Search code examples
c++language-lawyerc++20unions

Active member of a union created directly through memcpy() or std::bit_cast()?


Consider the following code:

#include <stdint.h>
#include <string.h>
#include <bit>

union U
{
    uint64_t ull;
    int32_t i[2];
};

int main(int argc, char *argv[])
{
    uint64_t x = argc;
    U u;
    if (true)
        u = std::bit_cast<U>(x);
    else
        ::memcpy(&u, &x, sizeof(x));
    auto r = u.i[0];
    r += u.i[1];
    r += u.ull;
    return r;
}

I have 3 questions:

  1. Which member of u is active immediately before to the auto r = ... line?

  2. Which line(s) have undefined behavior (if any), and why?

  3. Does flipping true to false change the answers above, and if so how/why?


Solution

  • Which member of u is active immediately before to the auto r = ... line?

    The default-initialized u does not have any active member.

    std::bit_cast implicitly creates objects nested within the returned object. A member will be active only if std::bit_cast's implicit object creation starts the lifetime of one of the subobjects. Implicit object creation is specified to do this only if that would give the program execution defined behavior.

    However, regardless of which subobject's member implicit object creation would start the lifetime, either r += u.i[1]; or r += u.ull; would have undefined behavior for reading the inactive member.

    Therefore, the program has undefined behavior regardless and no member of u is active.

    Which line(s) have undefined behavior (if any), and why?

    Individual lines cannot have undefined behavior. Either the whole program has undefined behavior (for given input) or it doesn't.
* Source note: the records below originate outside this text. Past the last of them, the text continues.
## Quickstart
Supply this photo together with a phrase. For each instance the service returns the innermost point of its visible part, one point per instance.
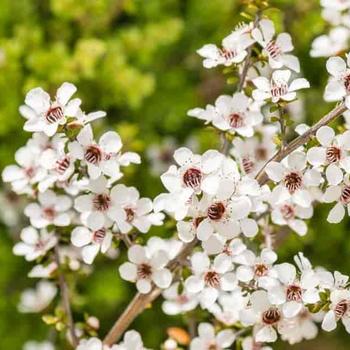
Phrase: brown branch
(262, 178)
(65, 299)
(140, 301)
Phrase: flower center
(260, 270)
(227, 54)
(248, 165)
(101, 202)
(294, 293)
(261, 153)
(192, 178)
(345, 195)
(341, 308)
(130, 214)
(271, 316)
(30, 172)
(49, 213)
(93, 154)
(197, 221)
(333, 154)
(62, 165)
(279, 88)
(216, 211)
(144, 271)
(287, 211)
(99, 235)
(273, 49)
(212, 279)
(293, 181)
(54, 114)
(236, 120)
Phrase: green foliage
(136, 60)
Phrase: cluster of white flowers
(222, 209)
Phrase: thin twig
(140, 301)
(262, 178)
(65, 299)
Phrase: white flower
(131, 210)
(145, 268)
(294, 291)
(265, 317)
(292, 215)
(103, 157)
(233, 113)
(51, 210)
(187, 179)
(329, 45)
(233, 49)
(45, 115)
(259, 268)
(333, 153)
(91, 241)
(34, 345)
(294, 330)
(226, 217)
(208, 279)
(228, 307)
(98, 208)
(338, 86)
(34, 243)
(294, 180)
(339, 310)
(276, 50)
(177, 303)
(131, 341)
(207, 339)
(38, 299)
(278, 88)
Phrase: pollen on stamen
(99, 235)
(271, 316)
(333, 154)
(236, 120)
(93, 154)
(144, 271)
(101, 202)
(212, 279)
(294, 293)
(62, 165)
(54, 114)
(341, 308)
(216, 211)
(273, 49)
(192, 178)
(293, 181)
(345, 195)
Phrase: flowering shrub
(226, 205)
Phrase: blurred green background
(136, 60)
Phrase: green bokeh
(136, 60)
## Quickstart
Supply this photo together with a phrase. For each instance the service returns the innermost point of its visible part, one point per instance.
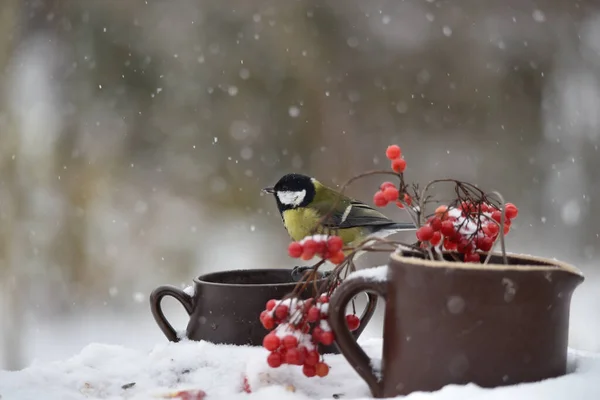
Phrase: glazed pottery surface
(225, 307)
(457, 323)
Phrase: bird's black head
(293, 191)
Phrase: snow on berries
(328, 247)
(467, 227)
(394, 154)
(297, 331)
(389, 193)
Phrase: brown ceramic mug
(225, 306)
(458, 323)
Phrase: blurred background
(135, 137)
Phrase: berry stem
(502, 222)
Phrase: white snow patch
(103, 371)
(190, 291)
(378, 274)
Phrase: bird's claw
(299, 271)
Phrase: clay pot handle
(345, 341)
(156, 297)
(366, 315)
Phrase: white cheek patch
(291, 198)
(346, 213)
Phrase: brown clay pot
(449, 322)
(226, 306)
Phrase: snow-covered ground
(96, 354)
(103, 371)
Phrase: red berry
(497, 216)
(322, 369)
(281, 311)
(510, 210)
(274, 360)
(472, 257)
(313, 314)
(271, 342)
(435, 239)
(352, 321)
(485, 243)
(441, 211)
(379, 199)
(337, 257)
(447, 228)
(312, 358)
(385, 185)
(327, 338)
(393, 152)
(399, 165)
(391, 194)
(292, 356)
(425, 233)
(334, 243)
(309, 370)
(295, 249)
(320, 247)
(491, 229)
(271, 304)
(301, 355)
(309, 249)
(266, 320)
(449, 244)
(316, 335)
(464, 246)
(436, 223)
(289, 341)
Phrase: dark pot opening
(497, 259)
(254, 277)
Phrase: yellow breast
(301, 222)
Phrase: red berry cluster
(467, 228)
(394, 154)
(324, 246)
(300, 326)
(387, 193)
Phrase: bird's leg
(298, 272)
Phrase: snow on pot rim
(251, 277)
(520, 262)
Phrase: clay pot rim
(553, 264)
(201, 278)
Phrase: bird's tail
(402, 226)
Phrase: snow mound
(114, 372)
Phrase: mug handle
(366, 315)
(344, 339)
(155, 299)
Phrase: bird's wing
(351, 213)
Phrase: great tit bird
(302, 202)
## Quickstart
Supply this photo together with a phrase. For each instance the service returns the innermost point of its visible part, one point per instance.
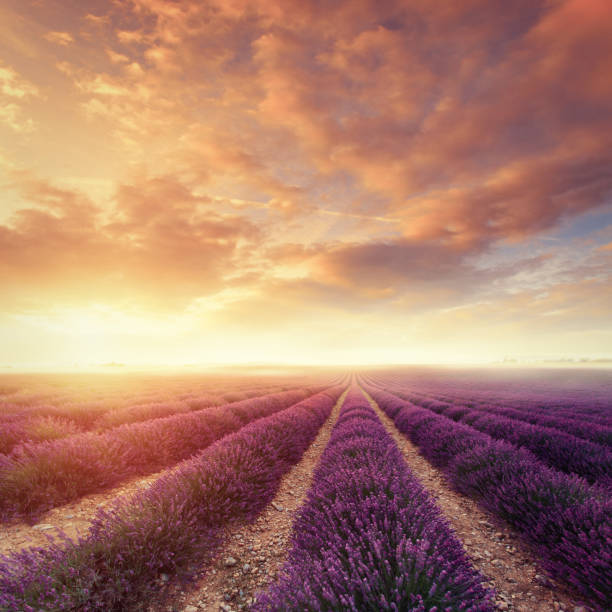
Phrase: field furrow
(50, 474)
(259, 548)
(369, 537)
(172, 527)
(496, 550)
(567, 521)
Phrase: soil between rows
(251, 555)
(496, 550)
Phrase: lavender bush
(567, 520)
(42, 476)
(369, 537)
(169, 527)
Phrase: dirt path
(251, 555)
(495, 550)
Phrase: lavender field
(326, 490)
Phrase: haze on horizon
(281, 181)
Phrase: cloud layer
(402, 159)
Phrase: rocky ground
(251, 555)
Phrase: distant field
(386, 489)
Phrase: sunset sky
(298, 181)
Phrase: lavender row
(41, 423)
(593, 432)
(170, 527)
(556, 448)
(42, 476)
(369, 537)
(568, 521)
(536, 415)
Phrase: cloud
(60, 38)
(160, 246)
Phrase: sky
(187, 182)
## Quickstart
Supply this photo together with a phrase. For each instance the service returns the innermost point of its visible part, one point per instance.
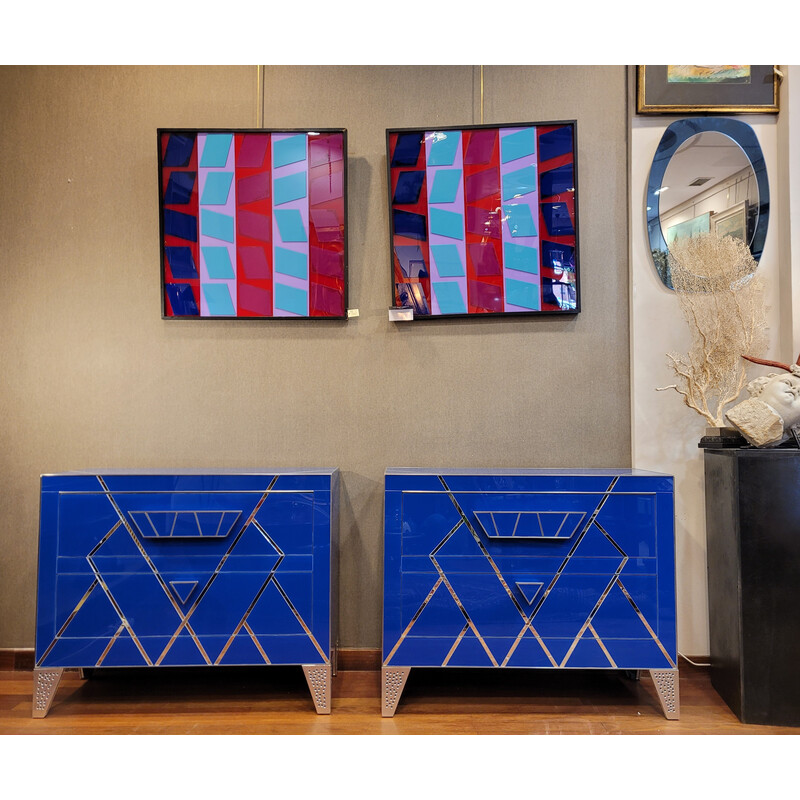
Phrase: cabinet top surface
(147, 472)
(524, 471)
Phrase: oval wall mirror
(708, 174)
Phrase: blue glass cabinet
(186, 568)
(549, 569)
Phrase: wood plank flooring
(276, 700)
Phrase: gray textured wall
(93, 378)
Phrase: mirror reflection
(708, 175)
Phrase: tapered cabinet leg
(45, 683)
(318, 677)
(666, 683)
(393, 681)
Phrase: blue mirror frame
(674, 136)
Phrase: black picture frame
(483, 220)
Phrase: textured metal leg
(393, 680)
(45, 683)
(318, 677)
(666, 683)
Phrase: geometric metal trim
(393, 681)
(318, 677)
(667, 688)
(45, 683)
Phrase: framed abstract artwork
(484, 219)
(253, 223)
(707, 89)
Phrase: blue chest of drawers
(551, 569)
(187, 568)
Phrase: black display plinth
(753, 530)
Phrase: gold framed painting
(707, 89)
    With all lines present the program has undefined behavior, but removing either those accessing u.ull or those accessing u.i will give the program defined behavior, because implicit object creation of std::bit_cast will make the other member active. (Assuming that copy-assignment of the union is intended to make the same member active in the destination as is active in the source. The specification for that doesn't seem clear to me. See e.g. discussion in https://github.com/cplusplus/draft/issues/5193.)
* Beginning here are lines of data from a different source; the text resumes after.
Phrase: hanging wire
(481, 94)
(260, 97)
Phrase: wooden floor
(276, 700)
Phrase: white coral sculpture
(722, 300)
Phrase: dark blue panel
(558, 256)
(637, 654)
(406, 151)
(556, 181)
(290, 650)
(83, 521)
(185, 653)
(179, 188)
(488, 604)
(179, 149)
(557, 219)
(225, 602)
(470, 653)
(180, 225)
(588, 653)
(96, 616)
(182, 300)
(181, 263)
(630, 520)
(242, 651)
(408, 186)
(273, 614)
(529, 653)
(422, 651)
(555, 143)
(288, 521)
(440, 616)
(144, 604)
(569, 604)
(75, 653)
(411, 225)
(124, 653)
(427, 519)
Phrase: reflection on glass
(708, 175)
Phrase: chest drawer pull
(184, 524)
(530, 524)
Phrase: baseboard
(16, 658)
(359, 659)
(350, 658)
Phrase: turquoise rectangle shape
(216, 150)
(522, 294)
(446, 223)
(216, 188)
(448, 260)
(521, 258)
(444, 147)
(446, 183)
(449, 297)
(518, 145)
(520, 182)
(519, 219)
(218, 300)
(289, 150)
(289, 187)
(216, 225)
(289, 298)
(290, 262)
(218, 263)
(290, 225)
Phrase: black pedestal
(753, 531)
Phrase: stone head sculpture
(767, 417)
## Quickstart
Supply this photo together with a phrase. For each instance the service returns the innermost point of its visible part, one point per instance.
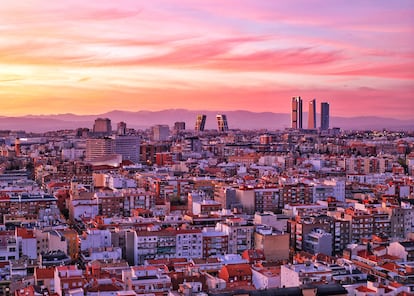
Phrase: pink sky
(88, 57)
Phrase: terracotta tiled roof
(364, 289)
(45, 273)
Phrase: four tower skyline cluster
(296, 117)
(222, 124)
(297, 114)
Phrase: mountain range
(239, 119)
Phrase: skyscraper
(296, 112)
(179, 126)
(222, 124)
(121, 128)
(200, 122)
(312, 114)
(324, 116)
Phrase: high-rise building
(200, 122)
(160, 132)
(99, 147)
(324, 116)
(102, 126)
(121, 128)
(296, 112)
(222, 124)
(128, 147)
(179, 126)
(312, 114)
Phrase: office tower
(128, 147)
(160, 132)
(179, 126)
(102, 127)
(121, 128)
(222, 124)
(200, 122)
(296, 112)
(99, 147)
(312, 114)
(324, 116)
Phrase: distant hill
(236, 119)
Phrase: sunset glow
(89, 57)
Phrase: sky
(89, 57)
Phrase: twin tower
(297, 116)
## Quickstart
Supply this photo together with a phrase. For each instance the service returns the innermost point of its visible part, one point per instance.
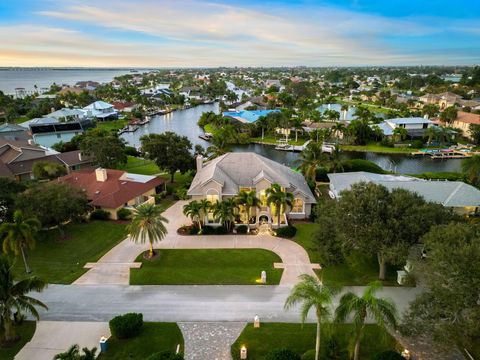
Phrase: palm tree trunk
(27, 268)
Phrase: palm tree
(225, 212)
(248, 199)
(280, 198)
(73, 353)
(205, 207)
(20, 236)
(311, 158)
(194, 211)
(312, 294)
(148, 225)
(13, 298)
(471, 168)
(381, 310)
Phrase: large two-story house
(229, 174)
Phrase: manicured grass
(140, 166)
(356, 270)
(207, 267)
(26, 331)
(61, 261)
(270, 336)
(154, 337)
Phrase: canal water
(184, 122)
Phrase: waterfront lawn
(26, 331)
(154, 337)
(356, 270)
(207, 267)
(61, 261)
(141, 166)
(270, 336)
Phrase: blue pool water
(248, 115)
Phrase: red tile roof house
(112, 190)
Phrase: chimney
(199, 160)
(101, 174)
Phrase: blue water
(248, 115)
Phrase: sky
(194, 33)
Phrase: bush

    Does flipping true to false change the answers above, and if so how/why?

    The same problem remains. memcpy also implicitly creates objects nested in the destination by the same rules.


    Furthermore, depending on the input and implementation-defined representations of the involved types, r += u.i[1]; may cause undefined behavior regardless of the above for overflow on signed integral arithmetic.